Evie was a different story.
The bike rolled to a stop beneath the glow of the yard lights and I cut the engine, the sudden quiet letting the music inside the clubhouse push out into the night a little clearer now, bass thumping low through the walls while laughter and voices spilled out across the gravel lot. I swung my leg off first and turned as Evie climbed down behind me, steadying herself with a hand against my shoulder, and for a second I just stood therewatching her the way a man does when something catches his attention harder than it should.
Fuck.
She looked good tonight.
Not just good either, dangerous in that quiet way that made a man start reconsidering decisions, because bringing Evie into a biker clubhouse suddenly felt a little like tossing raw meat into a yard full of wolves and hoping they remembered their manners.
“I’m nervous,” she admitted softly, smoothing her hands down the sides of her jeans as though she could press the feeling flat if she tried hard enough.
I stepped closer before she could talk herself out of being here, taking her hand and lacing my fingers through hers in a grip that was easy enough to look casual but firm enough to say she wasn’t walking into the place alone.
“Nothing to be nervous about,” I told her.
Her eyes drifted back to the clubhouse door, the bass thumping behind it while someone inside shouted loud enough for the sound to carry “It’s not that,” she said after a moment. “I’m just… not really a partying kind of person.”
I huffed out a quiet laugh and gave her hand a small squeeze. “Trust me,” I said. “If this place was half as wild as people imagine it, half these idiots would already be dead.”
That earned a small lift of her brows. “You sure about that?”
I knew exactly what she was picturing—wild parties, drunk bikers tearing the place apart, women everywhere, chaos and bad decisions stacked on top of each other.
And to be fair… the club had been like that once.
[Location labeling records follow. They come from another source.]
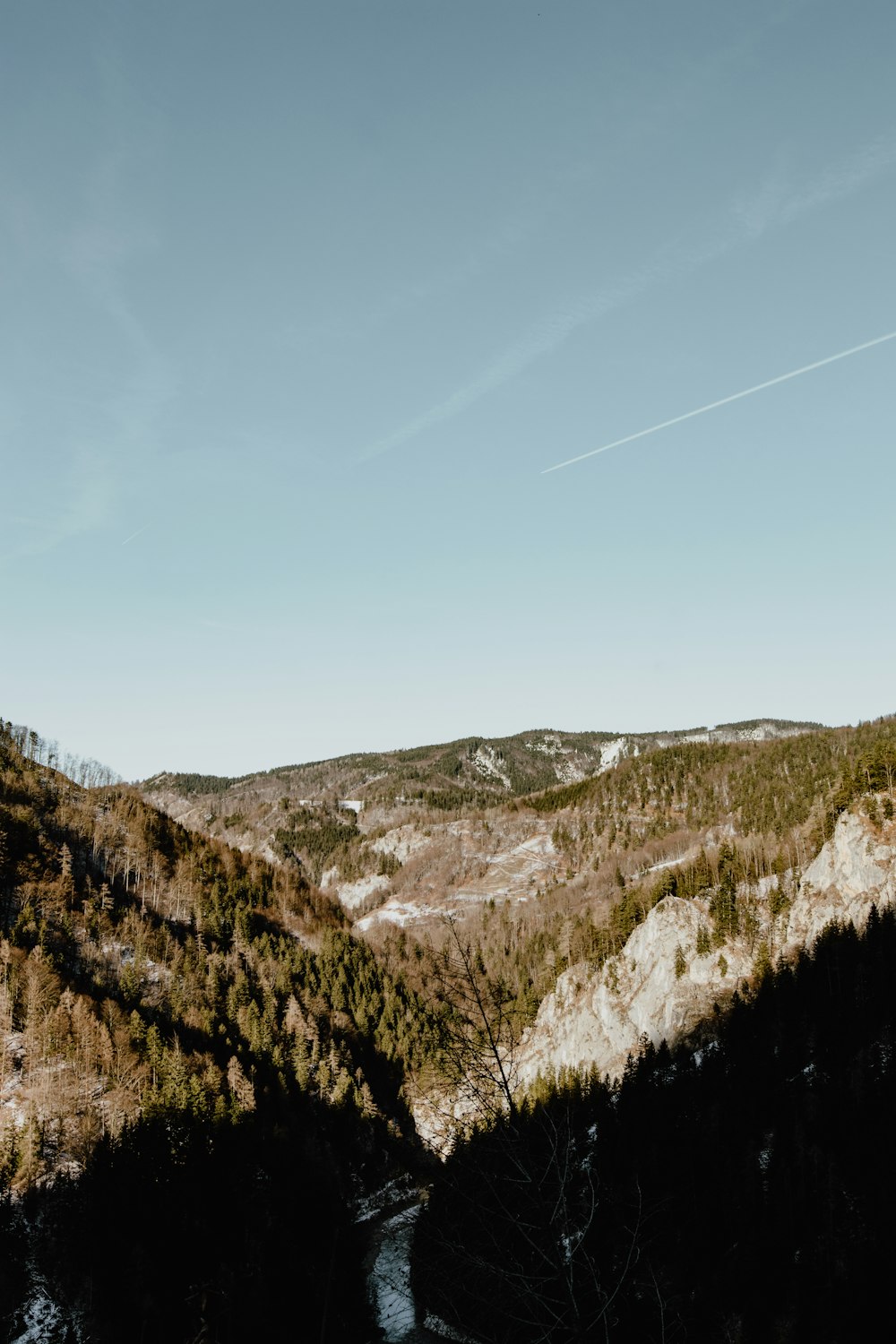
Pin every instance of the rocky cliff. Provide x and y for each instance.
(659, 986)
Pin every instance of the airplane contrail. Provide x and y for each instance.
(134, 534)
(724, 401)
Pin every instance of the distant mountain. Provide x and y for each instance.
(450, 777)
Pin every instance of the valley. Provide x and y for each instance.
(357, 972)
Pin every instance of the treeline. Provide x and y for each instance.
(737, 1188)
(767, 788)
(145, 969)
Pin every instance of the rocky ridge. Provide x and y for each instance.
(659, 988)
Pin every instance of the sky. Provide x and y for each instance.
(300, 303)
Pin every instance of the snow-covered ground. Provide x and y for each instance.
(354, 894)
(392, 1277)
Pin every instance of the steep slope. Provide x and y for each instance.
(395, 785)
(675, 967)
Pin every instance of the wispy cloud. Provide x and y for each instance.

Before Devil took over.
“Most nights the crazy stuff happens out by the bonfire,” I said, pushing the door open and guiding her inside. “Inside’s just people hanging out.”
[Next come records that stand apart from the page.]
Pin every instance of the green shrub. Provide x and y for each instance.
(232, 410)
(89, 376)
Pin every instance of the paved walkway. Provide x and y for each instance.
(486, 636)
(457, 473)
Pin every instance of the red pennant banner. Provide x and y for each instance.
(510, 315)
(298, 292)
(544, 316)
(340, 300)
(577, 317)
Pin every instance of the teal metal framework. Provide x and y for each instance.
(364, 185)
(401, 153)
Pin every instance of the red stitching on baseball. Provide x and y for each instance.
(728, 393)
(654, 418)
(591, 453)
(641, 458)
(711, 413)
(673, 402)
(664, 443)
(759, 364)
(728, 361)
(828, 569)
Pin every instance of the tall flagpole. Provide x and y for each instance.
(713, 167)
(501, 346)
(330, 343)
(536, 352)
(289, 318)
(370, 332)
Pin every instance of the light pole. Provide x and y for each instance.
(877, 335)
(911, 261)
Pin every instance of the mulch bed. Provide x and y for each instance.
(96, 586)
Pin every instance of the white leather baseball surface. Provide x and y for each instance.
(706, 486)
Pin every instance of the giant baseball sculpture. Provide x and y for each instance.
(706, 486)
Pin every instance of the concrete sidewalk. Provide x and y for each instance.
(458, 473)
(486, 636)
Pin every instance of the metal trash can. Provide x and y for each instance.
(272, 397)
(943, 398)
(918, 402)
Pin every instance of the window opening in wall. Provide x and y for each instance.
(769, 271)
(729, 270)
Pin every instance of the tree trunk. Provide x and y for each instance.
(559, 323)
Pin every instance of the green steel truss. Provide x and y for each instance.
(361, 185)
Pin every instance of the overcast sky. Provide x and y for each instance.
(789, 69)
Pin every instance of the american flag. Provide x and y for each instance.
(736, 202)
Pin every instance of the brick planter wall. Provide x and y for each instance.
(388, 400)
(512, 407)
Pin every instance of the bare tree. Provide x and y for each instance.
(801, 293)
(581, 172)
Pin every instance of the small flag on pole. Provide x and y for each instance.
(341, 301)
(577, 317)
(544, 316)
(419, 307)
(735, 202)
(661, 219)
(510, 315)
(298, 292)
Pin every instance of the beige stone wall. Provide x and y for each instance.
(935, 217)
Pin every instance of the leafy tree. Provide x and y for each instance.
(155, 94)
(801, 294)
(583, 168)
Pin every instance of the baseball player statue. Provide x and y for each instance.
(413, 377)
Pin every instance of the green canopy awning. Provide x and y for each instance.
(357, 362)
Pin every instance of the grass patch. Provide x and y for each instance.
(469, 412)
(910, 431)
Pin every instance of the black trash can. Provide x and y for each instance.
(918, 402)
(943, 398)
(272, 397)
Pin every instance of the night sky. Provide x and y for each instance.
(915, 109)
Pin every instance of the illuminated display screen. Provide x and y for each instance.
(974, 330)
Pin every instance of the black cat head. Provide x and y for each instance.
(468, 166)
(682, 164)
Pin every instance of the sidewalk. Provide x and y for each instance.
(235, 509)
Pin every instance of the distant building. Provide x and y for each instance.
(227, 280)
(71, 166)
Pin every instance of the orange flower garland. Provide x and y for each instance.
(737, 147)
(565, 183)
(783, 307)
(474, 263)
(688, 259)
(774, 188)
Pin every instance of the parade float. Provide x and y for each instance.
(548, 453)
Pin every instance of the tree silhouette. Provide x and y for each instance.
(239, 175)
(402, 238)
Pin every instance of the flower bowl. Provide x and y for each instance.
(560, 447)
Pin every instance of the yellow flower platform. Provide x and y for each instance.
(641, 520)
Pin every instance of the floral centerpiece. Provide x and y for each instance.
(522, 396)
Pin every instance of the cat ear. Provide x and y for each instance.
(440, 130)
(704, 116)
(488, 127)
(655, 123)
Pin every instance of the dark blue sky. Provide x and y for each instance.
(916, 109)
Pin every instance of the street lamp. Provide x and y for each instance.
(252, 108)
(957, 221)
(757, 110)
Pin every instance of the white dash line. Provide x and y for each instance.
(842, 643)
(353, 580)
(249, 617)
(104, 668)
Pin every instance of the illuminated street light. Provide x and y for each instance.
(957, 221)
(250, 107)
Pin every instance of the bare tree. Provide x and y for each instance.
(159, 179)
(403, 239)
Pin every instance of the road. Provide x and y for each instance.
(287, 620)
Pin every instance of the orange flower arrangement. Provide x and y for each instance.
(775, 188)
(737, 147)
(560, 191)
The first thing that hit was the noise.
The bar stretched along one wall where Brenda was pouring drinks while Lucy leaned halfway across the counter talking so fast it was a wonder the woman remembered to breathe, and scattered around the room the guys filled their usual spots, some around the pool table, some at the card tables, others leaning against bikes or chairs like the furniture had grown there with them.